When planning the post-approval strategy for your drug or medical device, real world data (RWD) is often the best source of evidence, irrespective of whether you are monitoring for safety signals, indication expansion or health technology assessment more generally. Working on data from multiple sources, such as EHR:s, claims databases and pharmacy prescription data, will enable you to address your questions, but this inevitably poses a problem: this data was collected, often over many years, to treat the individual patient, meaning it is rarely directly and immediately usable for answering your specific questions.
While the quality of the data begins at the source, i.e. with the people that collect the data from patients and in trials in the first place, much can be done afterwards to ensure that the data sources provide a wealth of information that is machine readable and can be combined with other data sets to increase volume and ensure interoperability.
Common standards, such as SNOMED CT, ICD10, LOINC and RxNORM already go some way to ensure that data can be interpreted and combined in a consistent manner. However, this still does not guarantee that analytical projects in statistics, machine learning and/or AI do not face difficulties interpreting the content. Additional data standardization, such as using a common data model as OMOP, usually helps in overcoming these hurdles.
Making data compatible is especially important as patient volumes matching your search criteria can be small and, in order to find scientifically appropriate volumes, CROs often gather their data from different sources – and thus with the associated different formats and standards making compatibility challenging.
Bringing the required data sets together is very tedious, time-consuming and subject to the risk of human error. MediSapiens’ Accurate© can however significantly automate and speed up this process, helping you to complete your projects faster. In addition, Accurate© adds an added quality assurance throughout the data, carefully scanning for possible anomalies that the human eye does not see.
Free text, often associated with patient files, are an additional challenge in getting vital information about drug efficiency, treatment plans and other events into the process of verification. Technologies such as natural language processing help with this, searching the free text for specific words, terms and sentences and converting these into structured, standardized content.
An example of the applied use of the above processes, standards and technologies is a recent case with a remote cardiac analytics provider. This provider has access to both structured data directly from the application, but also to a large number of medical notes that contains valuable information for the CRO that is testing the efficiency of the application. However, the notes are unstructured and with 54.000 different patients not easy to analyze by the CRO staff. MediSapiens has developed novel specialized deep learning algorithms to analyze this unstructured medical text and bring relevant pieces of information into a structured, harmonized and curated format. This information is then computationally accessible for the CRO, bringing a wealth of new information yet without the painstaking effort to unlock this.

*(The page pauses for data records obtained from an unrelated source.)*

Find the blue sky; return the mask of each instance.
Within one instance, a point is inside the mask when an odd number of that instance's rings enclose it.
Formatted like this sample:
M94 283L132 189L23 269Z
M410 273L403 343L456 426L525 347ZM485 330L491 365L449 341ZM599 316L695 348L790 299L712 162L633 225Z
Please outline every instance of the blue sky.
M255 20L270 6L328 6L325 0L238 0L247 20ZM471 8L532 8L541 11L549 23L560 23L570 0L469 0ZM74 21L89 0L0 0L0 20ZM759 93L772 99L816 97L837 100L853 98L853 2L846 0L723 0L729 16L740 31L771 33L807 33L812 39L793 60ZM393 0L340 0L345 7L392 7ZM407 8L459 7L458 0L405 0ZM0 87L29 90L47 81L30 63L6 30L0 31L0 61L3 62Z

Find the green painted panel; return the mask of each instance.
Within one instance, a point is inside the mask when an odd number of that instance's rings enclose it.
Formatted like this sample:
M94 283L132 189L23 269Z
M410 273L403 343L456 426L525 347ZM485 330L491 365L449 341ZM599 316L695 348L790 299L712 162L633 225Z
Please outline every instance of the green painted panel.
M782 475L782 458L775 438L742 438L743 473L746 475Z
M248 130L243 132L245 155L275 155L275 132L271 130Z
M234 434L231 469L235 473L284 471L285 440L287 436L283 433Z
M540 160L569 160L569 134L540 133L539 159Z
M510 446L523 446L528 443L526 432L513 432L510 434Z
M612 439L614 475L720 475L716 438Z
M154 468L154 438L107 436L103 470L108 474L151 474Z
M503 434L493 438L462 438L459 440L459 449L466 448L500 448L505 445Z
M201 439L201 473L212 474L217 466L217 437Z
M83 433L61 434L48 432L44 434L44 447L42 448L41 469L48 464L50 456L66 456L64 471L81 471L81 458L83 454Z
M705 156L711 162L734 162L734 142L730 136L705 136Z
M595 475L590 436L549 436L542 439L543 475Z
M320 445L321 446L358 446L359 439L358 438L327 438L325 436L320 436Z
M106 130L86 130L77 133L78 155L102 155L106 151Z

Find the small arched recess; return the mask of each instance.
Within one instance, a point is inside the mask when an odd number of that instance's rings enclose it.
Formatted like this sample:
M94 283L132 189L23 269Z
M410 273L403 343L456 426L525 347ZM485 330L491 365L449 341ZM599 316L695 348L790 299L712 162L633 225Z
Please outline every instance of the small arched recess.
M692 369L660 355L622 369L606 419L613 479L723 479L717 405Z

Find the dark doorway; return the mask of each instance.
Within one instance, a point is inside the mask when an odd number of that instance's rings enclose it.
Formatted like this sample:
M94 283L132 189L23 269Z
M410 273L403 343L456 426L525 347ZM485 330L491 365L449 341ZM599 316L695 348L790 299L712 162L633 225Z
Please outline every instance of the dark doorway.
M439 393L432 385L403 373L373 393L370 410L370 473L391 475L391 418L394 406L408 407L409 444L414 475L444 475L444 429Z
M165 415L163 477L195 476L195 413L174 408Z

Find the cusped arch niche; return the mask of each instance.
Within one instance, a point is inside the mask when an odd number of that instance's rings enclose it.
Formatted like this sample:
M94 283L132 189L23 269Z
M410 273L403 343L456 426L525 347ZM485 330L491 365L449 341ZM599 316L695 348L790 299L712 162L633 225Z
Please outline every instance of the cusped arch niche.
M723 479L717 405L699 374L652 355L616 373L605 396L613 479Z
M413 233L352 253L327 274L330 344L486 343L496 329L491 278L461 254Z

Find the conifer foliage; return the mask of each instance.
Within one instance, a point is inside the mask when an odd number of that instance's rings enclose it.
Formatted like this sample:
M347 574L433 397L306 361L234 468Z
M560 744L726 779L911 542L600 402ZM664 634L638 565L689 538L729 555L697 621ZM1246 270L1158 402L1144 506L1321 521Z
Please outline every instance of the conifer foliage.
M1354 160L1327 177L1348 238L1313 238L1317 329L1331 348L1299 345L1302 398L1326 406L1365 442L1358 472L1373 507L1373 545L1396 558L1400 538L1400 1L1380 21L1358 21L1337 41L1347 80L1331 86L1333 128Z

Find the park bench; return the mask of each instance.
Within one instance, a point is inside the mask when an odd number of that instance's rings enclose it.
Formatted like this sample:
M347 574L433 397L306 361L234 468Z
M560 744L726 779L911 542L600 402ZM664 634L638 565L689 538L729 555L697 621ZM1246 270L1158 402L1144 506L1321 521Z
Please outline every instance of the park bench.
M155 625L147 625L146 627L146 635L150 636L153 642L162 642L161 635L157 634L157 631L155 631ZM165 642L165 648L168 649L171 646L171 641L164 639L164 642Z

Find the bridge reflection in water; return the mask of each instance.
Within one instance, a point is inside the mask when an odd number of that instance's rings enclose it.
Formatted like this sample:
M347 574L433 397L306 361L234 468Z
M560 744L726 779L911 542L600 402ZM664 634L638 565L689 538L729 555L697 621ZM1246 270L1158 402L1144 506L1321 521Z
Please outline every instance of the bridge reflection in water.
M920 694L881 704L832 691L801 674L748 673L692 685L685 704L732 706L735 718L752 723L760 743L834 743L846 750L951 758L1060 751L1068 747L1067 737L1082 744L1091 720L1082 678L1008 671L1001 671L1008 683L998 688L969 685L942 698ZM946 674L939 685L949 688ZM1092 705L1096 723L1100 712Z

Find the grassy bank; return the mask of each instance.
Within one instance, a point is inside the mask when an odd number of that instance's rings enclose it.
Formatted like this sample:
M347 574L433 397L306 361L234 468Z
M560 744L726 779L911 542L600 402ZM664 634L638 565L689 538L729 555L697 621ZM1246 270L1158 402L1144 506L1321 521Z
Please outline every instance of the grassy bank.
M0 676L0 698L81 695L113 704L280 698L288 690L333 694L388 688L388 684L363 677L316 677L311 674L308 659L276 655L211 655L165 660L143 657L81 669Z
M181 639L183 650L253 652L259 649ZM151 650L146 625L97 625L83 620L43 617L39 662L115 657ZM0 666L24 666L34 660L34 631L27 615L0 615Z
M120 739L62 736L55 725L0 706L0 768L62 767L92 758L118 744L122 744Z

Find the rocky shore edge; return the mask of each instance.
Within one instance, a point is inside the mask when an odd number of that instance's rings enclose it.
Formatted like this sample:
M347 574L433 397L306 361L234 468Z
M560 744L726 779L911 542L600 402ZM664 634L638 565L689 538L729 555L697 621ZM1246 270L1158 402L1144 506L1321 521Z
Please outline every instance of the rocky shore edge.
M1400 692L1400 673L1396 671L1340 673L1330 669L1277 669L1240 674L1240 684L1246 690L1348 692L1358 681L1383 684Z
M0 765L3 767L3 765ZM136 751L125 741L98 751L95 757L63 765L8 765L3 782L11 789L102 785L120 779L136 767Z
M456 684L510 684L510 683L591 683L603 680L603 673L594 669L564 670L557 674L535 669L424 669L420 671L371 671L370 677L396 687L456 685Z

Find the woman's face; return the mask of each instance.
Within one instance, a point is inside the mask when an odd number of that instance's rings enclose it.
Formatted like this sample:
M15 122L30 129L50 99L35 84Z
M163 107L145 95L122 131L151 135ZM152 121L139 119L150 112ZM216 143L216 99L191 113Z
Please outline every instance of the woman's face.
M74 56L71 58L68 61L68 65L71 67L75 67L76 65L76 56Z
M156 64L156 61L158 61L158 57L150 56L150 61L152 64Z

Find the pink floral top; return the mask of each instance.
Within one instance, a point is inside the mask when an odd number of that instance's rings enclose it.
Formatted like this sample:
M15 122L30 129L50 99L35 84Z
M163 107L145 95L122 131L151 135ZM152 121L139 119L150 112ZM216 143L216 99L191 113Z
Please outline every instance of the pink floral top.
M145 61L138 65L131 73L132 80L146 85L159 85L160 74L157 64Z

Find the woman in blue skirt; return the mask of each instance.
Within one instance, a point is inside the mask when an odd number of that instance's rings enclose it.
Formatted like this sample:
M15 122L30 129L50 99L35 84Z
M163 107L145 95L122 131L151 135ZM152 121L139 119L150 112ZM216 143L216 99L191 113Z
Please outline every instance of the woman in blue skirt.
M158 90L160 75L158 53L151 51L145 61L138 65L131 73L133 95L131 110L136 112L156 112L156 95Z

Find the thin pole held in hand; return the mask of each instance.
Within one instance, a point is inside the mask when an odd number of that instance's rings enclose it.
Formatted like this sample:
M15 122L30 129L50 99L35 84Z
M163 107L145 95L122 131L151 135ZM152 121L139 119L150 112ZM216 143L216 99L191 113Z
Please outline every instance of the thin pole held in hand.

The large collection of (electronic) data sources that are becoming more and more available, combined with the vast experience of data cleaning and quality assurance from MediSapiens are bringing the next step in data science. MediSapiens enables precision medicine to benefit from a high volume of topic applicable content that (dis)proves theses according to regulatory standards, enables consistent replication and health technology assessments. Data that previously was used for one sole purpose is now much easier to repurpose for new research. Even more important, potentially valuable information in unstructured free text can now be unlocked without the effort previously associated with it and in much higher volumes.